- Type: Main battle tank
- Place of origin: Switzerland

Service history
- Used by: Switzerland (intended)

Production history
- Designed: 1980s
- Manufacturer: Eidgenössische Konstruktionswerkstätte
- No. built: None (project cancelled)

= Panzer 2000 =

The Panzer 2000 was a Swiss tank planned to replace the Panzer 68, produced by Eidgenoessische Konstruktionswerkstaette. It was intended for use by the Swiss Armed Forces.

== Description ==
The Panzer 2000 was based on the Panzer 68, but was totally redesigned over the course of the project. In addition to a new engine from Mercedes-Benz, the chassis would have included fewer, larger wheels than the Panzer 68. The main armament was a 120mm smooth-bore gun. In addition to the usual armor of the time, the Panzer 2000 would have been equipped with bolted-on armor plates. The same system had already been tested on a Panzer 68 as a cost-effective protection against hollow charge projectiles. Further improvements included the addition of modern thermal sights and electronics, and a new turret with greatly improved CBRN protection.

== History ==
The Panzer 2000 was intended to replace and eliminate the Panzer 68's shortcomings. However, the volatile history of its predecessor was an obstacle to the Panzer 2000's production. The Swiss doubted that Switzerland would be able to produce a well-functioning tank without expensive rework, and political parties used this argument; given the more modern technology, per-unit costs were to be much higher than the Panzer 68.

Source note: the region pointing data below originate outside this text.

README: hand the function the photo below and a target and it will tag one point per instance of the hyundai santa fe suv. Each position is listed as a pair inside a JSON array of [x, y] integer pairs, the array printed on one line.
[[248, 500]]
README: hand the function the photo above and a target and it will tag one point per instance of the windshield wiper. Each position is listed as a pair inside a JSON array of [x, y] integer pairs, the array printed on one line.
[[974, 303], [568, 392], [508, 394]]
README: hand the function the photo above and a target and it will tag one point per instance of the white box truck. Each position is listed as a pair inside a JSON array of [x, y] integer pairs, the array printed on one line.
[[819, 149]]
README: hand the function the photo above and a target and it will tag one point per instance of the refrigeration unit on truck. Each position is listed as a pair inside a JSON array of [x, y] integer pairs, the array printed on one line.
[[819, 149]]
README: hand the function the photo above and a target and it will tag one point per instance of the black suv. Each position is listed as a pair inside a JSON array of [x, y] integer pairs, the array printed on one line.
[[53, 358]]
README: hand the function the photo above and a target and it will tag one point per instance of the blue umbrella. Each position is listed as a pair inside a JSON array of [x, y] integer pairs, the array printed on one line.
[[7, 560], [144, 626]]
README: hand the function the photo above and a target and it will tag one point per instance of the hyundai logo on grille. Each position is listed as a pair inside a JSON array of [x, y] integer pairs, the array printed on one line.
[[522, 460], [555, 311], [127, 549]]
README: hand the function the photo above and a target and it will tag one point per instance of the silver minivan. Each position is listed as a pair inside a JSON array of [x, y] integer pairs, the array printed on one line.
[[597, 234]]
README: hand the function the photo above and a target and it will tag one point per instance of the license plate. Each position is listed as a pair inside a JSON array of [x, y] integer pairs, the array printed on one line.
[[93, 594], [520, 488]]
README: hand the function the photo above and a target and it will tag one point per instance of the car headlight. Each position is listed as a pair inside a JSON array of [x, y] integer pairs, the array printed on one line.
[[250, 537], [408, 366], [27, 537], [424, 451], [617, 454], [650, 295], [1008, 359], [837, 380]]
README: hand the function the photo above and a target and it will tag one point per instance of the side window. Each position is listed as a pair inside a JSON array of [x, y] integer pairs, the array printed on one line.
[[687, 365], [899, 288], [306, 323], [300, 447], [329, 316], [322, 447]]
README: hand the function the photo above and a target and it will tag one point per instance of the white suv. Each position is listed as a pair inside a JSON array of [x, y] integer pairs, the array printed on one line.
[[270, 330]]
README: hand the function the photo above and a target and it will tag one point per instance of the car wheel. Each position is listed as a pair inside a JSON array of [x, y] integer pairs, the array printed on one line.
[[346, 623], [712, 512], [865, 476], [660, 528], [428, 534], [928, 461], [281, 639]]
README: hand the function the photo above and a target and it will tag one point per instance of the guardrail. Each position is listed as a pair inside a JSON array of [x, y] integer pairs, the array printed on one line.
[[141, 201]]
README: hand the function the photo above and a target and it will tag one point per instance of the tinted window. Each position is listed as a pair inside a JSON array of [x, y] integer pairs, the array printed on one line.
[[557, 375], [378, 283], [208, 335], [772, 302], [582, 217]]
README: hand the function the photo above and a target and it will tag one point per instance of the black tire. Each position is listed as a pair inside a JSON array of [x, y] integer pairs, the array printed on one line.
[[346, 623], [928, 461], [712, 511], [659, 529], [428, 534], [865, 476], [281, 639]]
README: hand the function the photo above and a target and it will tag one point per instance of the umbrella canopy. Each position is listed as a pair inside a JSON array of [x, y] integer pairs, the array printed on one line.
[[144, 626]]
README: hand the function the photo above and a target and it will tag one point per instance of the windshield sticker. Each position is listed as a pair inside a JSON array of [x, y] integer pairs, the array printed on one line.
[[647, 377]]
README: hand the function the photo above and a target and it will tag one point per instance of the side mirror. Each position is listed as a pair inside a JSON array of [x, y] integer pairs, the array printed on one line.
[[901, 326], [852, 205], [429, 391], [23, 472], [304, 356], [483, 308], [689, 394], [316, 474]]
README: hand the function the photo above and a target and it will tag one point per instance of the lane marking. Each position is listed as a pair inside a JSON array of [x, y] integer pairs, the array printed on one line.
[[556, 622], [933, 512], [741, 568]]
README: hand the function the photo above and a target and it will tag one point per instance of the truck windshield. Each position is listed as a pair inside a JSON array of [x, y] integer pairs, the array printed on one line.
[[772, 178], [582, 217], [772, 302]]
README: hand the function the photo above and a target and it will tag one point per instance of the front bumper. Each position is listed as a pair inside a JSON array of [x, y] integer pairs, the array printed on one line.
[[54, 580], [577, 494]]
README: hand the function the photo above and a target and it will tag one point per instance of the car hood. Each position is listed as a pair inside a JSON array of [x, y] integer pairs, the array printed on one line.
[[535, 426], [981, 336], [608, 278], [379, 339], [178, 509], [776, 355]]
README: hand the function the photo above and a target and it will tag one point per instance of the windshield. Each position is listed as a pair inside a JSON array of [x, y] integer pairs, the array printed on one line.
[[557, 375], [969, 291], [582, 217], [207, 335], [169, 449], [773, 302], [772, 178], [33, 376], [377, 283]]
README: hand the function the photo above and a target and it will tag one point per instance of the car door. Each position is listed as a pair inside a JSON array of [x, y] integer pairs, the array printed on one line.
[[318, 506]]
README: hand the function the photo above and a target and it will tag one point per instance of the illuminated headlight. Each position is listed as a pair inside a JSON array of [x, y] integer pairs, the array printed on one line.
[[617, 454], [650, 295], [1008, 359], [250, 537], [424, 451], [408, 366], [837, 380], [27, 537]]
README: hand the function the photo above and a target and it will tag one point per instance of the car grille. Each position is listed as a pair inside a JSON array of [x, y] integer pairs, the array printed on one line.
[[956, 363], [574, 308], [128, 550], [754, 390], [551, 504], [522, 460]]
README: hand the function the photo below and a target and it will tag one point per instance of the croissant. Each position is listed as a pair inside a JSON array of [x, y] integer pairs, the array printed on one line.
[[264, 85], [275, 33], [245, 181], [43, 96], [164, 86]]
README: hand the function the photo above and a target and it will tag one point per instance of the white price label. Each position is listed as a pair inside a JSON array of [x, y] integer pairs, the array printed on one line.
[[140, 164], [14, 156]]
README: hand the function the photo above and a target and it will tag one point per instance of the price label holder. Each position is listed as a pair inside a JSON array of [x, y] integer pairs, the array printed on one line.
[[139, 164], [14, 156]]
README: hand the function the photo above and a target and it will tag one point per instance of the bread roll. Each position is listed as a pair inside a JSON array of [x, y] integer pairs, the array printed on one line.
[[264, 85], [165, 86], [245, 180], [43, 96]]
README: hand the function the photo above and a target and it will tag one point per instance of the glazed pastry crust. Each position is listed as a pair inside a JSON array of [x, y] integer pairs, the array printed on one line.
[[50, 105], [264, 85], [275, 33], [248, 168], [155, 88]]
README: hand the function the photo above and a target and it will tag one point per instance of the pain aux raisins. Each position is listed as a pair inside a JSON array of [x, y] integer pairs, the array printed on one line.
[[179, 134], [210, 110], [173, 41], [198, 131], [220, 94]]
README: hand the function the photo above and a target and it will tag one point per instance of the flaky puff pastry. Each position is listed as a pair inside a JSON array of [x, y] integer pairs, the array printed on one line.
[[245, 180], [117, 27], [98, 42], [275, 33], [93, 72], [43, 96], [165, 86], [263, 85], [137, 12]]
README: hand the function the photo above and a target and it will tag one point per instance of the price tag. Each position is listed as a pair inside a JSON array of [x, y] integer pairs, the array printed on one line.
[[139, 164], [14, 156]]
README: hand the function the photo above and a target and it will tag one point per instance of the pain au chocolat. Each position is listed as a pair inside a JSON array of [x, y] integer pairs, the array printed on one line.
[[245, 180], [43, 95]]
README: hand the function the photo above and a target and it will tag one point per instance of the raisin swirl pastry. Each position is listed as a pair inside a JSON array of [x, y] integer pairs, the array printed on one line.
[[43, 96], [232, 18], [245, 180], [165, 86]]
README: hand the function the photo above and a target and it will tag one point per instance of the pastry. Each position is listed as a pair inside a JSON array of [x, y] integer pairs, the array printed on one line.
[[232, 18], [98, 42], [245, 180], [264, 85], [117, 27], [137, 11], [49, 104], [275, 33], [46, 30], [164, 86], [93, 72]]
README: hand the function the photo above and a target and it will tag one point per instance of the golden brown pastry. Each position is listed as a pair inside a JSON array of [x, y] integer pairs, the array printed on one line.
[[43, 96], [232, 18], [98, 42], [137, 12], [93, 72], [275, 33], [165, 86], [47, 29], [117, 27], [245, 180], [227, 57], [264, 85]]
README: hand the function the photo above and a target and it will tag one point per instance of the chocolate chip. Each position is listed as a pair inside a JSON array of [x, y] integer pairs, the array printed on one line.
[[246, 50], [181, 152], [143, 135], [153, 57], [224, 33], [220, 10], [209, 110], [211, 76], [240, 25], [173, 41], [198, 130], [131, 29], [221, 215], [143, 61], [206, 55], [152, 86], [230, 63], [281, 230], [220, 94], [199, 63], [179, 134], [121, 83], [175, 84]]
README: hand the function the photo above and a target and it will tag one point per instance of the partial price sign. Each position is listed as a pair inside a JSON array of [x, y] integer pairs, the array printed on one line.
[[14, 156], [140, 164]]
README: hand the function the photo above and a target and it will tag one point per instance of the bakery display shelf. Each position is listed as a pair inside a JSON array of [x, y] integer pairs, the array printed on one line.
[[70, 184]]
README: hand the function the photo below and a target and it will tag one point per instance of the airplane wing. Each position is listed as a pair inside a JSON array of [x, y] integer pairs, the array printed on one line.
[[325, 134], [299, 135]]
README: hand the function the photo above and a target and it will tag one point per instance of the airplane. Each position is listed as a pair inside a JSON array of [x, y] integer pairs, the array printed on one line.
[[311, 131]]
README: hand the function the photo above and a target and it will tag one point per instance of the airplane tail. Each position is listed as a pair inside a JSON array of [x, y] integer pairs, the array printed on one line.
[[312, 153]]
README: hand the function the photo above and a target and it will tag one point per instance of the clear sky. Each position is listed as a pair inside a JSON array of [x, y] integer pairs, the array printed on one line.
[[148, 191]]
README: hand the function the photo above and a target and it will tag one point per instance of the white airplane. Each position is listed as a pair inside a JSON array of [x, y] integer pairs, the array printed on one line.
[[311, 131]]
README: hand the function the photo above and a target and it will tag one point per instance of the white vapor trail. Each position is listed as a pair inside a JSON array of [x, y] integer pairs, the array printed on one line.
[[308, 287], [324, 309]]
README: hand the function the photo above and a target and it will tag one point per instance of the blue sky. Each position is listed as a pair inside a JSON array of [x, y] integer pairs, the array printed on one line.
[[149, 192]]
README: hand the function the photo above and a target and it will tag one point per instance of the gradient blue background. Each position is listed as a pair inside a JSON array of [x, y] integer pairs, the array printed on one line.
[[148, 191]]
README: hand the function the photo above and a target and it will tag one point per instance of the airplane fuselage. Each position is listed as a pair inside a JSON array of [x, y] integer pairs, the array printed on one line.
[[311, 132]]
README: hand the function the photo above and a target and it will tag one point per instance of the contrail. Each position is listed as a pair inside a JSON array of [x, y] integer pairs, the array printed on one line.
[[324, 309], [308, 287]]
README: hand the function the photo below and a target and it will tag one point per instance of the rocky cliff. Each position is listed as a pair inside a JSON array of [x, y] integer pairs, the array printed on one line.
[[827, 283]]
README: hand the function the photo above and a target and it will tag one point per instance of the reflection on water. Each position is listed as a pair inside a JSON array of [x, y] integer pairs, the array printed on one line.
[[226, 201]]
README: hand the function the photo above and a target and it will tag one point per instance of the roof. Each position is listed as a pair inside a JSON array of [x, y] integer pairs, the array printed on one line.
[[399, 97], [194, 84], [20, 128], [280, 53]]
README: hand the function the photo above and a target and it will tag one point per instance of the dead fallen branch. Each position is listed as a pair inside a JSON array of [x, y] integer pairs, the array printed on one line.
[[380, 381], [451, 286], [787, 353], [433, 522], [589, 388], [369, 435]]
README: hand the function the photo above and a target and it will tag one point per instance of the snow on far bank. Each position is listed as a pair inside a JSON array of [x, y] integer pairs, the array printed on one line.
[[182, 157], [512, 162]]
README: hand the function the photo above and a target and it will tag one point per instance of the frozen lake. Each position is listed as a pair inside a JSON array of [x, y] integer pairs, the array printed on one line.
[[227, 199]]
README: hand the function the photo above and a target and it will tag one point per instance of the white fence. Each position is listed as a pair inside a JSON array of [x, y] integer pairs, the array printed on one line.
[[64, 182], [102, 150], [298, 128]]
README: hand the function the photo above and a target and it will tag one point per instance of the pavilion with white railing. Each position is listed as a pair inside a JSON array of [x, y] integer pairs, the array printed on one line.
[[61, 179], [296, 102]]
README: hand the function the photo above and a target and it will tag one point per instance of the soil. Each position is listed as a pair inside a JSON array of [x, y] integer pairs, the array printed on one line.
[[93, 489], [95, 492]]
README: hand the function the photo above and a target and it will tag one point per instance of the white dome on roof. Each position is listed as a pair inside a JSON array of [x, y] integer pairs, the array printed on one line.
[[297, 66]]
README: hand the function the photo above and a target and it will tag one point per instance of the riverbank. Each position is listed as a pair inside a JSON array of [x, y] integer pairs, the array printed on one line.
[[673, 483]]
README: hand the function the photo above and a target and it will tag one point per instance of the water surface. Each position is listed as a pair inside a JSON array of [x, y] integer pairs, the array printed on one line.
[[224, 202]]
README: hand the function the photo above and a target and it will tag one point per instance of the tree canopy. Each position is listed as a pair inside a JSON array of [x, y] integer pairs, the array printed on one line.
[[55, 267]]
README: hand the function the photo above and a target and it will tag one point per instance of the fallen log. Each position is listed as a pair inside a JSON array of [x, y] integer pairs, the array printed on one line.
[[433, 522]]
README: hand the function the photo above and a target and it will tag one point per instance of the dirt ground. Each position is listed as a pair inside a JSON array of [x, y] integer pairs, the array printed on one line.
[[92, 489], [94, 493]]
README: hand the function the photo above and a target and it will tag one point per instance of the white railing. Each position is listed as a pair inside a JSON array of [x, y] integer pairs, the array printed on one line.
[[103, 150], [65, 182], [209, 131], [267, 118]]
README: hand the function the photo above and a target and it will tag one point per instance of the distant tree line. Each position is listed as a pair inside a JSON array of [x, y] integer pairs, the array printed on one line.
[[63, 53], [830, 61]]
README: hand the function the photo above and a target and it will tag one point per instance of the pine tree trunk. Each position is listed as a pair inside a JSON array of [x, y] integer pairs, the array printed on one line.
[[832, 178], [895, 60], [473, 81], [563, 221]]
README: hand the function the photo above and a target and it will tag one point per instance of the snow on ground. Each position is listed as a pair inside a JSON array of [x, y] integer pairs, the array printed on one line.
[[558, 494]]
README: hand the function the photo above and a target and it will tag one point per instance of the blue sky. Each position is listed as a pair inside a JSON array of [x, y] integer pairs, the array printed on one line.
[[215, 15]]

These high development costs, along with a lack of export orders, ultimately prevented production of the Panzer 2000. Instead, the German Leopard 2 was procured and introduced under the name Panzer 87. This procurement was quicker and cheaper than the Panzer 2000 program because of the Leopard's already high scale of production.

== Versions ==
In addition to the basic version as a main battle tank for the Swiss Army, the Panzer 2000 would have been converted into variants such as recovery tanks, combat engineering vehicle, driver trainers and the armoured vehicle-launched bridge. Also intended for export were variants as self-propelled artillery, anti-aircraft tanks, and ammunition tugs.